Clarification regarding the stage of model training
Can you please clarify if this is a stage-1 trained model or if the model has undergone both Stage-1 and stage-2 training?
The README mentions the below, which hopefully should make it clear it has only been trained on Stage-1.
This model has only been trained on self-supervised data and not yet been fine-tuned on any downstream task!
It nevertheless should notably perform better than stage 1 in the paper as it has been trained
- for much, much longer
- with explicit token alignment between LLM2Vec and NLLB-LLM2Vec
- with a least squares initialized up projection that improves convergence speed and fit
- and released with merged LoRAs -- which strongly helps in few shot tasks like NusaX
I unfortunately won't be releasing stage 2 models as I will not be finetuning models per task due to lack of time and compute.
There would be an argument to do something like GritLM (cf.
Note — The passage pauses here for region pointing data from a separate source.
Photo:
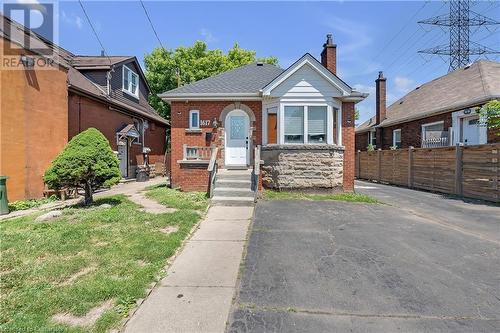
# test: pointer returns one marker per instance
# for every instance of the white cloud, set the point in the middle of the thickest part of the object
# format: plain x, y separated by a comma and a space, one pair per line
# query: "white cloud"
36, 2
403, 84
73, 20
207, 35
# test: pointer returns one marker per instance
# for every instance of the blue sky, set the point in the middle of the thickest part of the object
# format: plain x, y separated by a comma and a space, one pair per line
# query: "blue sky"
370, 36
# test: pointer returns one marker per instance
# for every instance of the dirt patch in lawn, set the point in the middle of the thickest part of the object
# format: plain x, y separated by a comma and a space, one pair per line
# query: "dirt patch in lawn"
88, 320
170, 229
75, 276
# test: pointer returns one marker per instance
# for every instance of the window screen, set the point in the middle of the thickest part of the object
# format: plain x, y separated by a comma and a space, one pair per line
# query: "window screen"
294, 124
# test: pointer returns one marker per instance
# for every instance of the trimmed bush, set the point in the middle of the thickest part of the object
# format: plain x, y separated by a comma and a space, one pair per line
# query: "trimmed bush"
86, 162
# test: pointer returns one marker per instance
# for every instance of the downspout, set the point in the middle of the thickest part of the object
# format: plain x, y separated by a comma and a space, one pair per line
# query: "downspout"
79, 114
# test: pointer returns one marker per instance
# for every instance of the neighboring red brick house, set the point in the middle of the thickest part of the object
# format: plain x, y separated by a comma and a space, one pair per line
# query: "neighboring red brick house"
303, 117
44, 106
111, 94
441, 112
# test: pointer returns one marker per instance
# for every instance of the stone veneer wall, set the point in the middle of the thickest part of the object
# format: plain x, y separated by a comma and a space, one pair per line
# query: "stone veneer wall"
302, 167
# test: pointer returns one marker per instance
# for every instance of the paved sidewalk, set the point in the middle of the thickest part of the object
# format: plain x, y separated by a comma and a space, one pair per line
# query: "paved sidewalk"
197, 293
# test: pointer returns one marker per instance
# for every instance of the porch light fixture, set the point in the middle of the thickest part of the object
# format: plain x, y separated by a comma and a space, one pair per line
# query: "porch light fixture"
28, 61
215, 123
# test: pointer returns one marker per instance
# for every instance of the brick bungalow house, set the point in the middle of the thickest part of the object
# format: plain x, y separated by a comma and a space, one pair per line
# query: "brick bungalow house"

Paper) and then do distillation to have a single model for 'all tasks', but I don't have the capacity (GPUs, time) to do that. I invested a lot of time in improving the self-supervised stage as much as possible.
NLLB-LLM2Vec should be used if you need sequence level embeddings for less resourced languages that industry-level models (samples, supervision, etc.) like NVEmbed, GritLM, E5, BGE don't cover. Or in actually academic settings where you want to be more sure that the task has not leaked (albeit instruction finetuning of Llama itself may have leakage).
I hope this clarifies any questions you might have. Let me know if there's more follow up you would like to discuss.